Taking the law into your own hands, frustrated by the deals and dilemmas necessitated by the nature of the legal system: it's pay back time. In F. Gary Gray's Law Abiding Citizen, Clyde Shelton (Gerard Butler) refuses to accept the compromise which frees one of his wife (Brooke Mills) and daughter's (Ksenia Hulayev) killers (Christian Stolte as Clarence Darby) after only 5 years and strikes back with a full on blitzkrieg. His object of vengeance is principally lawyer Nick Rice (Jamie Foxx) but his methods seek to "incarcerate" anyone associated with the original trial. His goal: teach Rice that you don't make deals with murderers. His methodology: take out anyone and everyone responsible.

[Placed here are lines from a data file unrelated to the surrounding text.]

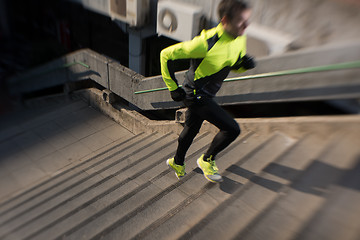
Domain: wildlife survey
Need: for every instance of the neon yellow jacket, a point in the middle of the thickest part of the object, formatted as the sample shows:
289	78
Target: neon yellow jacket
213	54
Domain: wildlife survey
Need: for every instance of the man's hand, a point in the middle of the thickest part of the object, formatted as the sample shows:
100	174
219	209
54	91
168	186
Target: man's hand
178	94
248	62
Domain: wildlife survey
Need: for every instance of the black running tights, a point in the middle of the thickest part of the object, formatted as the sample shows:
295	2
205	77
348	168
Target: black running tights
198	111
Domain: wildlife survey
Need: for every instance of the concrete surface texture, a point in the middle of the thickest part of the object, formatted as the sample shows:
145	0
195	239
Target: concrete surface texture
70	172
322	85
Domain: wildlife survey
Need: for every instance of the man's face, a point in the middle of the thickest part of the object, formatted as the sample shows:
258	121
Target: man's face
236	26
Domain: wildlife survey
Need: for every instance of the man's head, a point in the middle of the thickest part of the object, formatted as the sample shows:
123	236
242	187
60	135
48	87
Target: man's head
234	15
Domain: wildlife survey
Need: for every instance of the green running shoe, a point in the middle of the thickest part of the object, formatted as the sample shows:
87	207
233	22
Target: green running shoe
209	169
179	170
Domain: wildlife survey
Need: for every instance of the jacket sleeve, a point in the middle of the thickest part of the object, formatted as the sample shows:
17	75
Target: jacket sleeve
237	67
196	48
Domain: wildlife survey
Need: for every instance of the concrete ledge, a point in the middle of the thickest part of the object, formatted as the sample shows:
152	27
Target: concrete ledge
295	127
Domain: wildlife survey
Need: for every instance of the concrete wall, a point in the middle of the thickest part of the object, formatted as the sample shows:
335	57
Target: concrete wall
326	85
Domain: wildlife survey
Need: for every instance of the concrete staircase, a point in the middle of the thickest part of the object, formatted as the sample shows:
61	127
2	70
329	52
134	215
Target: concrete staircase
277	185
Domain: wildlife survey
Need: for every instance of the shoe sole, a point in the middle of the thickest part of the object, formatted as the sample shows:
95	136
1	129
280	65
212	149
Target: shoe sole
167	163
206	177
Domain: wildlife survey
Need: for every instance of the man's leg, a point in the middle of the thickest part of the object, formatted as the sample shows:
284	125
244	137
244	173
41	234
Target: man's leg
229	130
192	126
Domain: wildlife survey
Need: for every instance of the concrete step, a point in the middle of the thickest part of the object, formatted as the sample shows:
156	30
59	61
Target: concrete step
72	171
124	190
112	183
306	194
174	199
83	186
117	207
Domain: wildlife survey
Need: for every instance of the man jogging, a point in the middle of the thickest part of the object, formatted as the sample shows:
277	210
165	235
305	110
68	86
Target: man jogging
213	54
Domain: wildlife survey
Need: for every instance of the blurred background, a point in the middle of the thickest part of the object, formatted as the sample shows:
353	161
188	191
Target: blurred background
134	32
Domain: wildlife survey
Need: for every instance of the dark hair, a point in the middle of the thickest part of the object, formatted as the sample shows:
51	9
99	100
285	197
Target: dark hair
230	7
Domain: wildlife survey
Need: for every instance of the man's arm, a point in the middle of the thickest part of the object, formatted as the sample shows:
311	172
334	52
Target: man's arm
196	48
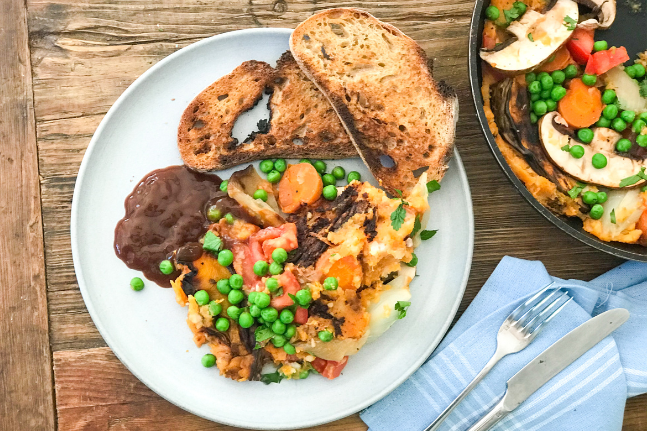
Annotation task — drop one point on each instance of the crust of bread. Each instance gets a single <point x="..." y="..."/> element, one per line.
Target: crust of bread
<point x="380" y="83"/>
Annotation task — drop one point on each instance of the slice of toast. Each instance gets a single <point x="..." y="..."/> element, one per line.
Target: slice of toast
<point x="302" y="121"/>
<point x="400" y="119"/>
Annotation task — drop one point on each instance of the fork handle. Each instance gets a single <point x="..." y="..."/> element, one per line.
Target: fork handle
<point x="450" y="408"/>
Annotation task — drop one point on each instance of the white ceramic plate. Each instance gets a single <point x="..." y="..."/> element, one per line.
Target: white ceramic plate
<point x="147" y="329"/>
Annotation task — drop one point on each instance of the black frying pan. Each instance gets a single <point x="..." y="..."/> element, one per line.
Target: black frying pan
<point x="628" y="30"/>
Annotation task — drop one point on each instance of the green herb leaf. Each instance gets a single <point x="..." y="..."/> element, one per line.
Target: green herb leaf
<point x="398" y="216"/>
<point x="569" y="23"/>
<point x="212" y="242"/>
<point x="427" y="234"/>
<point x="275" y="377"/>
<point x="432" y="186"/>
<point x="401" y="308"/>
<point x="575" y="191"/>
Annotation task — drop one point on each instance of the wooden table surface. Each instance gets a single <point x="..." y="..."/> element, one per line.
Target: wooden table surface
<point x="64" y="64"/>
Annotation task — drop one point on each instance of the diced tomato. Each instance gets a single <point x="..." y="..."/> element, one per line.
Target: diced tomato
<point x="580" y="45"/>
<point x="301" y="316"/>
<point x="290" y="285"/>
<point x="603" y="61"/>
<point x="329" y="369"/>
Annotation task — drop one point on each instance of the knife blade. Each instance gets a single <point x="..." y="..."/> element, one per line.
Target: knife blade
<point x="551" y="362"/>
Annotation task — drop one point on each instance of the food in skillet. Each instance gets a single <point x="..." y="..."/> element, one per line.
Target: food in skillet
<point x="297" y="269"/>
<point x="569" y="113"/>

As a work of fiction, Law Abiding Citizen works well insofar as the ending champions an either/or legal system where the ambiguous dimension structuring day to day judicial decision making is severely criticized (and the either/or mentality is fictionalized). However, if it is stating that this either/or mentality should be adopted, then, from a more practical point of view, the ending becomes problematic. One way out of this predicament is to firmly interpret the ending as a situation where Shelton represents the subjective rogue, Rice, the objective standard. Rice can apply his objective standards generally aside from situations where he encounters the subjective rogue, situations wherein there is no compromise due to the designs of the rogue's ambitions. But if this dimension is being fictionalized then Gray supports a system where Rice can only apply his objective standards to situations where there is no compromise, thereby making the exception the universal and leading us back to the high and low imbroglio. Whether or not Shelton wanted Rice to kill him in the end is ambivalent as well: did Rice truly outsmart Shelton or was Shelton expecting Rice to outsmart him? Was he simply prepared for both options? Does this layer of ambivalence suggest that Gray is fictionalizing the ambiguous dimension of legal proceedings in order to applaud an objective either/or system which is subtly yet directly presented? Either it's an ambiguous ending or it's not, or perhaps the ending is both ambiguous and polar. You decide.